Repository contains easy to use Python implementation of "Cut and paste" augmentation for object detection and instance and semantic segmentations. The main idea was taken from Simple Copy-Paste is a Strong Data Augmentation Method for Instance Segmentation and supplemented by the ability to add objects in 3D in the camera coordinate system using a Bird's Eye View Transformation (BEV). Easy to use with albumentations
To install all requirements run:
pip install -r requirements.txt
- Python 3
- OpenCV
- numpy
All examples are shown in test_generation.ipynb
from src.cap_aug import CAP_AUG
import cv2
SOURCE_IMAGES = ['list/', 'of/', 'paths/', 'to/', 'the/', 'source/', 'image/', 'files']
##### For example a list of paths to images can be set like this #####
# DATASET_ROOT = Path('data/human_dataset_filtered/')
# SOURCE_IMAGES = sorted(list(DATASET_ROOT.glob('*.png')))
######################################################################
image = cv2.imread('path/to/the/destination/image')
cap_aug = CAP_AUG(SOURCE_IMAGES, n_objects_range=[10,20],
h_range=[100,101],
x_range=[500, 1500],
y_range=[600 ,1000],
coords_format='xyxy') # xyxy, xywh or yolo
result_image, bboxes_coords, semantic_mask, instance_mask = cap_aug(image)
When using bev transformation it is necessary to set range values in meters.
from src.cap_aug import CAP_AUG
import cv2
SOURCE_IMAGES = ['list/', 'of/', 'paths/', 'to/', 'the/', 'source/', 'image/', 'files']
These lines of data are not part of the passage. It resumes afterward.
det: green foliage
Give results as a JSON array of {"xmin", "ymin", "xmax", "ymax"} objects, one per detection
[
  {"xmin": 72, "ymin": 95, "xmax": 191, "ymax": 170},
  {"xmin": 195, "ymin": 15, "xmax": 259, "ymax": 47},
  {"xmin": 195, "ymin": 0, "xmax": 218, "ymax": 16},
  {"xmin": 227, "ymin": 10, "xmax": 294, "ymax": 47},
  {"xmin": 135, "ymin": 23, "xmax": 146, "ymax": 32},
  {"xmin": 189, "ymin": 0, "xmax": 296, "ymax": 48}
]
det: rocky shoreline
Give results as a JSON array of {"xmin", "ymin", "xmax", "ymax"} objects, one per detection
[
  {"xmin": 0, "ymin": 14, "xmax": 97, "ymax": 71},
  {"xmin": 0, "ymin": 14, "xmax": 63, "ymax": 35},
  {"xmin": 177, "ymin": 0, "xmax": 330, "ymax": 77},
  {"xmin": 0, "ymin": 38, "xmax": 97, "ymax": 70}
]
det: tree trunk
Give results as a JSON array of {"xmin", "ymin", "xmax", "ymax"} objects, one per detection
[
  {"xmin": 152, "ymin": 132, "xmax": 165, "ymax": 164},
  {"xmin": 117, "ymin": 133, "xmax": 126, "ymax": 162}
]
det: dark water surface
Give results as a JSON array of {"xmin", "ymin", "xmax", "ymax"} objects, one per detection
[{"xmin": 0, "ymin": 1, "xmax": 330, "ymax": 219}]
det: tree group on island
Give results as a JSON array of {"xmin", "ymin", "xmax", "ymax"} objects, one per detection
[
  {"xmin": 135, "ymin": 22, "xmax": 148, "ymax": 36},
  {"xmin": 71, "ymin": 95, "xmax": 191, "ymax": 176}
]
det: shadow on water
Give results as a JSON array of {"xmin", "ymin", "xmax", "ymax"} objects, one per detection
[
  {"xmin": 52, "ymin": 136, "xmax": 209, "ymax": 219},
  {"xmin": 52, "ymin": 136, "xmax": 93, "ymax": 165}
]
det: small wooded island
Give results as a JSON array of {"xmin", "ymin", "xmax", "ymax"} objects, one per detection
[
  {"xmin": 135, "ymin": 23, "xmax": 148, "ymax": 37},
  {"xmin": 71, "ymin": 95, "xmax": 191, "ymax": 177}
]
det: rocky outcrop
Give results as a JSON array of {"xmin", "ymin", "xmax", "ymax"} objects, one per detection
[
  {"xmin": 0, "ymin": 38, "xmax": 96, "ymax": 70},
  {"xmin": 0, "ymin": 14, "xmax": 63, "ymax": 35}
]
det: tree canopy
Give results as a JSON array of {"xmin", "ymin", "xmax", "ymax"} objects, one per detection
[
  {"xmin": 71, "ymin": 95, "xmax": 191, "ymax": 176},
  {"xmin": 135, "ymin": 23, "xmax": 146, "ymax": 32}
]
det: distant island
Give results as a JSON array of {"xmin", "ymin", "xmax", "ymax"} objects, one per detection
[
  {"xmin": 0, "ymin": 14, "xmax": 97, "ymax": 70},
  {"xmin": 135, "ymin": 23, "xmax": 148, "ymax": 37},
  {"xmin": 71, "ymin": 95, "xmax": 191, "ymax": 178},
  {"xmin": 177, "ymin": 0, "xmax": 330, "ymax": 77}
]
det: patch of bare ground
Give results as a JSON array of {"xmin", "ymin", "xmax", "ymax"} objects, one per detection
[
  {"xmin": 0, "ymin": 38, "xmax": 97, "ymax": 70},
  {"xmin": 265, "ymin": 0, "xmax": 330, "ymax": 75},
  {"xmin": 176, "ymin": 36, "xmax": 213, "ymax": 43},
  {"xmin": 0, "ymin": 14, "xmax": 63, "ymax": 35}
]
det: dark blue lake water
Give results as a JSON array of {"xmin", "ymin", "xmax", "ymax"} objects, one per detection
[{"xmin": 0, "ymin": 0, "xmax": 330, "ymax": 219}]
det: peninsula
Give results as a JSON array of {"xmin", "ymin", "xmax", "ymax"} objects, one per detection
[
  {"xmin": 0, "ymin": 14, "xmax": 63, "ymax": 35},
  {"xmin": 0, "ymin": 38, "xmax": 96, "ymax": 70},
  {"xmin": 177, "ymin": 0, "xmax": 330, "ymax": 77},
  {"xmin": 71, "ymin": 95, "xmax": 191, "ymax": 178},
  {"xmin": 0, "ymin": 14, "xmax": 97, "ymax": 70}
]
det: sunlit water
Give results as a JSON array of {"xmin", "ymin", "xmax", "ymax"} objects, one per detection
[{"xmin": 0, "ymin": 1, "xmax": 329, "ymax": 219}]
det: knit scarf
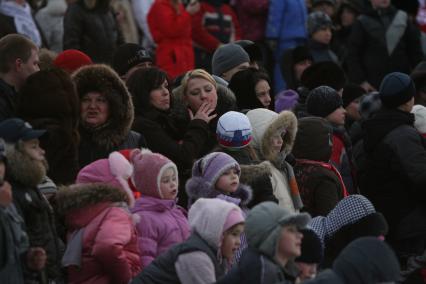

image = cv2.imread('path/to/the/destination/image')
# Extrinsic camera parameters
camera_info = {'pitch' : -2 ,
'yaw' : 0 ,
'roll' : 0 ,
'tx' : 0,
'ty' : 5,
'tz' : 0,
'output_w': 1000, # output bev image shape
'output_h': 1000}
calib_yaml_path=None # path to intrinsic parameters (see example in BEV/camera_intrinsic_params.yaml file)
# if calib_yaml_path is None, intrinsic params will be loaded from BEV/camera_intrinsic_params.yaml
bev_transform = BEV(camera_info=camera_info,
calib_yaml_path=calib_yaml_path)
cap_aug = CAP_AUG(SOURCE_IMAGES, bev_transform=bev_transform,
n_objects_range=[30,50],
h_range=[2.0, 2.5],
x_range=[-25, 25],
y_range=[0 ,100],
z_range=[0 ,2],
coords_format='yolo') # xyxy, xywh or yolo
result_image, bboxes_coords, semantic_mask, instance_mask = cap_aug(image)
from src.cap_aug import CAP_Albu
import albumentations as A
transform = A.Compose([
CAP_Albu(p=1,
source_images=SOURCE_IMAGES,
n_objects_range=[10,20],
h_range=[100,101],
x_range=[500, 1500],
y_range=[600 ,1000],
class_idx=1),
A.HorizontalFlip(p=0.5),
A.RandomBrightnessContrast(p=0.2),
A.RandomRain(p=1.0, blur_value=3)
], bbox_params=A.BboxParams(format='pascal_voc'))
Example of usage cold be found in test_generation.ipynb
Any png images with transparency are suitable for inserting objects for object detection or instance segmentation. It is possible to generate own dataset of png images with transparency by cutting images from various segmentation datasets. An example of preparing such a dataset for insertion is shown below.
Put Cityscapes and CityPersons datasets in ./data folder. Edit parameters in dataset/config.py if you want and then just run:
./dataset/cityscapes/generate_and_filter_dataset.sh
This script will create a dataset of png images cutted and filtered in the data/human_dataset_filtered folder or in the folder that you specified in the data/config.py file.
Another option is to run python scripts manually step by step. First, we need to create .png files of people using instance masks from cityscapes dataset:
python dataset/cityscapes/generate_dataset.py
Next, we need to filter images to remove too small or too cropped (only a small part of the body is visible) images:
python dataset/cityscapes/filter_dataset.py
Now the dataset for insertion is available in ./data/human_dataset_filtered
- Add easy albumentations integration
- Add example of usage on multiple classes
- Add Colab notebook with examples